Podemos começar pelo fato de o mês do orgulho, junho, só ser comemorado nesse mês por causa da ativista negra e transsexual, Masha P. Johnson, que lutou para ser reconhecida e respeitada. Percebam que Marsha, antes de ser trans, antes de ser até artista, era preta. Ela lutava por políticas que a fizessem visível na sociedade daquela época. É importante analisar o fato de que Marsha e outra pessoas pretas, passavam pelo apartheid nos Estados Unidos, coincidentemente “encerrado” um ano após a resistência em Stonewall. Não adianta pensar que LGBT+’s brancos e negros se reunião como um só naquela época, por que existia um abismo que os separavam, por mais que existissem características que os unissem: o abismo da segregação racial. Enquanto LGBT+’s brancos lutavam para terem emprego, direito de voto e visibilidade, LGBT+’s negros ainda lutavam para andar na rua, para beber água, para subir em um ônibus sem o peso de serem colocados em outro lugar, simplesmente por causa de sua cor. A luta por sobrevivência foi/é notória! Hoje nos deparamos com esse discurso de que todos merecem lugar no mundo, quando na verdade não se fala que esse “todos” se referem a pessoas brancas. São sempre dois pesos e duas medidas. A revolta liderada por uma travesti negra se resumiu rostos brancos estampados em todos tipos de campanhas, em uma luta que “acolhe” pessoas brancas, quando essas mesmos nunca nos acolheram. A cultura negra, que é o berço do famoso “ballroom” retratado na série Pose (onde 90% do elenco é preto e transgênero), hoje em dia se resume a união de raças dentro daqueles espaços. Toda nossa cultura, nossos costumes, novamente, nos foi tirado e dado ao protagonismo branco.

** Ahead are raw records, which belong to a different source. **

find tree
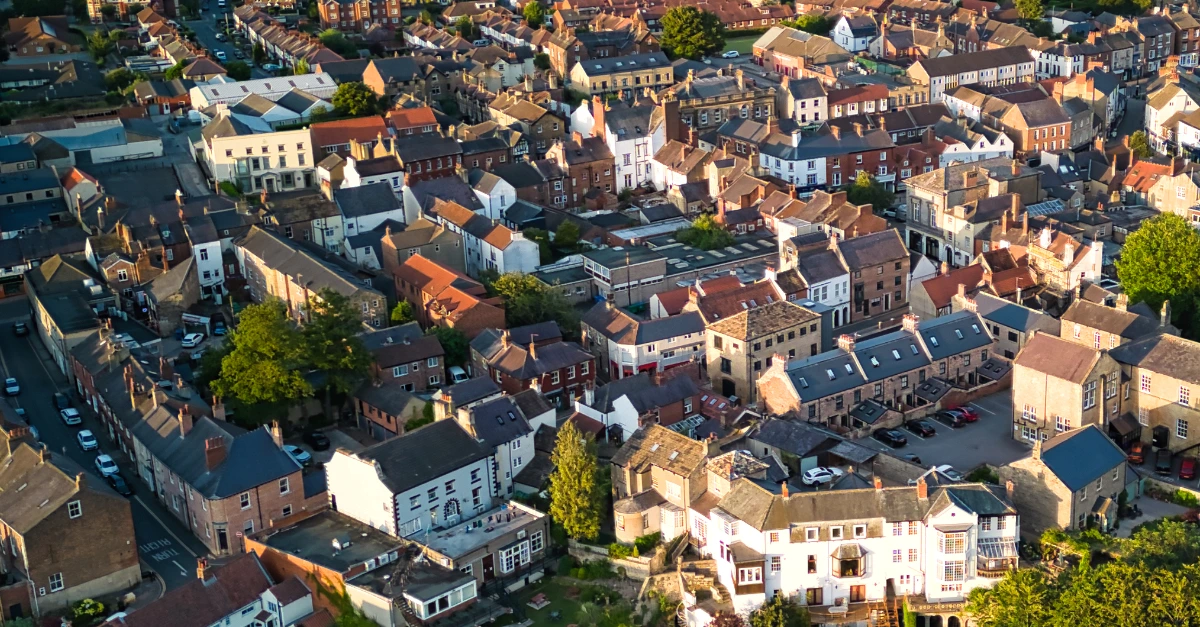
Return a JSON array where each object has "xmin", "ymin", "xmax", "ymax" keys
[
  {"xmin": 425, "ymin": 326, "xmax": 470, "ymax": 366},
  {"xmin": 226, "ymin": 61, "xmax": 250, "ymax": 80},
  {"xmin": 521, "ymin": 0, "xmax": 546, "ymax": 29},
  {"xmin": 492, "ymin": 273, "xmax": 580, "ymax": 336},
  {"xmin": 550, "ymin": 422, "xmax": 602, "ymax": 541},
  {"xmin": 785, "ymin": 13, "xmax": 833, "ymax": 36},
  {"xmin": 454, "ymin": 16, "xmax": 479, "ymax": 41},
  {"xmin": 331, "ymin": 82, "xmax": 379, "ymax": 117},
  {"xmin": 966, "ymin": 568, "xmax": 1054, "ymax": 627},
  {"xmin": 660, "ymin": 6, "xmax": 725, "ymax": 60},
  {"xmin": 1129, "ymin": 131, "xmax": 1154, "ymax": 159},
  {"xmin": 750, "ymin": 595, "xmax": 811, "ymax": 627},
  {"xmin": 212, "ymin": 299, "xmax": 312, "ymax": 404},
  {"xmin": 1117, "ymin": 214, "xmax": 1200, "ymax": 333},
  {"xmin": 300, "ymin": 287, "xmax": 373, "ymax": 418},
  {"xmin": 676, "ymin": 214, "xmax": 733, "ymax": 250},
  {"xmin": 391, "ymin": 300, "xmax": 416, "ymax": 324},
  {"xmin": 1016, "ymin": 0, "xmax": 1045, "ymax": 22},
  {"xmin": 846, "ymin": 172, "xmax": 895, "ymax": 211}
]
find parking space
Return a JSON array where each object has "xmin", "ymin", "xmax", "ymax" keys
[{"xmin": 858, "ymin": 389, "xmax": 1030, "ymax": 474}]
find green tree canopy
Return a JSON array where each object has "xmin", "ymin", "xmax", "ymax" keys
[
  {"xmin": 425, "ymin": 326, "xmax": 470, "ymax": 366},
  {"xmin": 1117, "ymin": 214, "xmax": 1200, "ymax": 334},
  {"xmin": 300, "ymin": 287, "xmax": 373, "ymax": 417},
  {"xmin": 212, "ymin": 299, "xmax": 312, "ymax": 404},
  {"xmin": 226, "ymin": 61, "xmax": 250, "ymax": 80},
  {"xmin": 331, "ymin": 82, "xmax": 379, "ymax": 117},
  {"xmin": 660, "ymin": 6, "xmax": 725, "ymax": 60},
  {"xmin": 492, "ymin": 273, "xmax": 580, "ymax": 336},
  {"xmin": 846, "ymin": 172, "xmax": 895, "ymax": 213},
  {"xmin": 521, "ymin": 0, "xmax": 546, "ymax": 29},
  {"xmin": 676, "ymin": 214, "xmax": 733, "ymax": 250},
  {"xmin": 550, "ymin": 422, "xmax": 604, "ymax": 535},
  {"xmin": 391, "ymin": 300, "xmax": 416, "ymax": 324}
]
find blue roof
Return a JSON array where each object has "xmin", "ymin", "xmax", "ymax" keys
[{"xmin": 1042, "ymin": 424, "xmax": 1126, "ymax": 492}]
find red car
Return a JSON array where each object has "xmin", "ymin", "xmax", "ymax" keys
[
  {"xmin": 1180, "ymin": 458, "xmax": 1196, "ymax": 479},
  {"xmin": 947, "ymin": 405, "xmax": 979, "ymax": 423}
]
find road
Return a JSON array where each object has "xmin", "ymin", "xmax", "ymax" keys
[
  {"xmin": 0, "ymin": 297, "xmax": 208, "ymax": 590},
  {"xmin": 185, "ymin": 11, "xmax": 271, "ymax": 78}
]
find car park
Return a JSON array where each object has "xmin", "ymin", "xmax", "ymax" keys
[
  {"xmin": 304, "ymin": 431, "xmax": 330, "ymax": 450},
  {"xmin": 283, "ymin": 444, "xmax": 312, "ymax": 466},
  {"xmin": 904, "ymin": 420, "xmax": 937, "ymax": 437},
  {"xmin": 934, "ymin": 410, "xmax": 967, "ymax": 429},
  {"xmin": 871, "ymin": 429, "xmax": 908, "ymax": 448},
  {"xmin": 59, "ymin": 407, "xmax": 83, "ymax": 426},
  {"xmin": 104, "ymin": 472, "xmax": 133, "ymax": 496},
  {"xmin": 96, "ymin": 455, "xmax": 121, "ymax": 477},
  {"xmin": 800, "ymin": 466, "xmax": 844, "ymax": 485},
  {"xmin": 76, "ymin": 429, "xmax": 100, "ymax": 450}
]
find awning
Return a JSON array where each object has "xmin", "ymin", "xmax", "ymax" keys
[{"xmin": 829, "ymin": 544, "xmax": 863, "ymax": 560}]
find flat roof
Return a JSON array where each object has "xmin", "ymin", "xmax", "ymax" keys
[{"xmin": 412, "ymin": 501, "xmax": 546, "ymax": 561}]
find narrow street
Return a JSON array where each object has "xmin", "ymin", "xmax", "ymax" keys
[{"xmin": 0, "ymin": 297, "xmax": 208, "ymax": 590}]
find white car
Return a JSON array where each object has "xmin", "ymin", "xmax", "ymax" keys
[
  {"xmin": 283, "ymin": 444, "xmax": 312, "ymax": 466},
  {"xmin": 96, "ymin": 455, "xmax": 121, "ymax": 477},
  {"xmin": 800, "ymin": 466, "xmax": 844, "ymax": 485},
  {"xmin": 76, "ymin": 429, "xmax": 100, "ymax": 450},
  {"xmin": 59, "ymin": 407, "xmax": 83, "ymax": 426}
]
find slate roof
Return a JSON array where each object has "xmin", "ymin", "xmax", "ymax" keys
[
  {"xmin": 355, "ymin": 420, "xmax": 491, "ymax": 494},
  {"xmin": 1042, "ymin": 424, "xmax": 1126, "ymax": 492}
]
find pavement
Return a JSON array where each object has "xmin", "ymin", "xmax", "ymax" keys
[
  {"xmin": 0, "ymin": 297, "xmax": 208, "ymax": 590},
  {"xmin": 858, "ymin": 389, "xmax": 1030, "ymax": 474}
]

Você deve estar pensando em como fui radical, que você, branco, tem amigos pretos que você ama muito e que você, preto, tem amigos brancos que jamais fariam com você o que os ancestrais dele fizeram com os seus. Mas a questão aqui é: quando você passa por uma discriminação racial, o que seu amigo branco vai poder te ajudar? As políticas defendidas por ele não lhe competem! Não existe meio judicial protetor que faça você se sentir acolhido, como acontece com eles… aqui no Brasil por exemplo, o crime de LGBTfobia é classificado no mesmo lugar do crime de raça. Isso não te diz nada?

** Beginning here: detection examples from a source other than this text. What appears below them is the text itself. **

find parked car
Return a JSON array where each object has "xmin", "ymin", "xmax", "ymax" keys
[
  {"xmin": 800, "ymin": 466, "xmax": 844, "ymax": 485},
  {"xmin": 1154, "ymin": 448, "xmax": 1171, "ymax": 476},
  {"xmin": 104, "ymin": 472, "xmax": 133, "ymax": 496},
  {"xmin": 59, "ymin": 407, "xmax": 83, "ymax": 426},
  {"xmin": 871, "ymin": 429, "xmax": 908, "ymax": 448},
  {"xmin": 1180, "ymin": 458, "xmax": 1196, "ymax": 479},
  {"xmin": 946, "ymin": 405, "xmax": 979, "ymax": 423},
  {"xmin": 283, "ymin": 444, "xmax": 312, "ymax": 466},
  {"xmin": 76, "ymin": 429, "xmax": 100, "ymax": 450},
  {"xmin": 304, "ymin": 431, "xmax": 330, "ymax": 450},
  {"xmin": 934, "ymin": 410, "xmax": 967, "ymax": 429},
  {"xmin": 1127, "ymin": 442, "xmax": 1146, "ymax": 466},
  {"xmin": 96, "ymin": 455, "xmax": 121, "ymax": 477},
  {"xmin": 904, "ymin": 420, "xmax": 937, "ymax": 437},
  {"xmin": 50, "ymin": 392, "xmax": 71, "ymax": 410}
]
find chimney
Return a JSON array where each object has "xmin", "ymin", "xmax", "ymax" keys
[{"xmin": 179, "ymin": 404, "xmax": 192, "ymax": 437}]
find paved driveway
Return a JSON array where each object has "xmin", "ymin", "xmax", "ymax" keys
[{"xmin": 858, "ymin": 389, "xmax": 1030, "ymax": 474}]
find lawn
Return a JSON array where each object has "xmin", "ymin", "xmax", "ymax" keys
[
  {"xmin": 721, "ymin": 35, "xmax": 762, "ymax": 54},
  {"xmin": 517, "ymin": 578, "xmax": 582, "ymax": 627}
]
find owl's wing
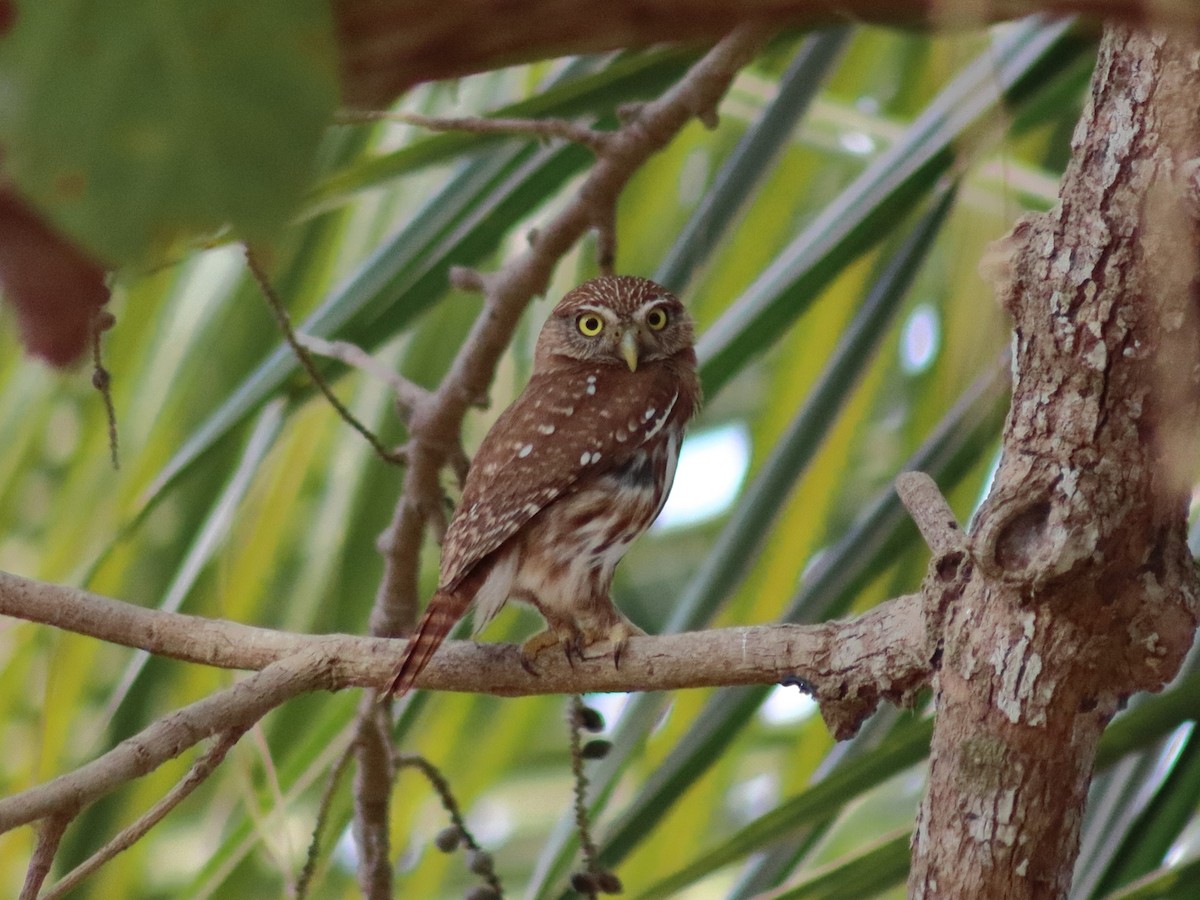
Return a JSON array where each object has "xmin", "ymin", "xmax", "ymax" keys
[{"xmin": 440, "ymin": 365, "xmax": 698, "ymax": 589}]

Porque eu, preto, me sentiria protegido por uma lei que protege raça e orientação sexual/gênero, quando a maioria das mortes de LGBT+’s neste país são de pessoas pretas? Aonde está a política de ressocialização de pessoas LGBT+’s pretas que vivem em situação de rua? Por que nós vemos a maioria de travestis e transsexuais universitárias sendo brancas? Vocês já se perguntaram por onde andam as travestis pretas quando não estão nas ruas?
Só quem sente na pele pode ajudar quem sente na pele. É preciso de uma rede de apoio de pessoas que vão entender o que você passou e PORQUÊ você passou por isso. Não estou aqui para dizer que a segregação racial é a solução, mas apenas para certificar de que você, preto, precisa entender que por mais que você tenha entes queridos brancos, eles não vão ajudar você a solucionar o problema racial do mundo. A união do povo preto é pelo nosso bem, nosso cuidado, nossa história.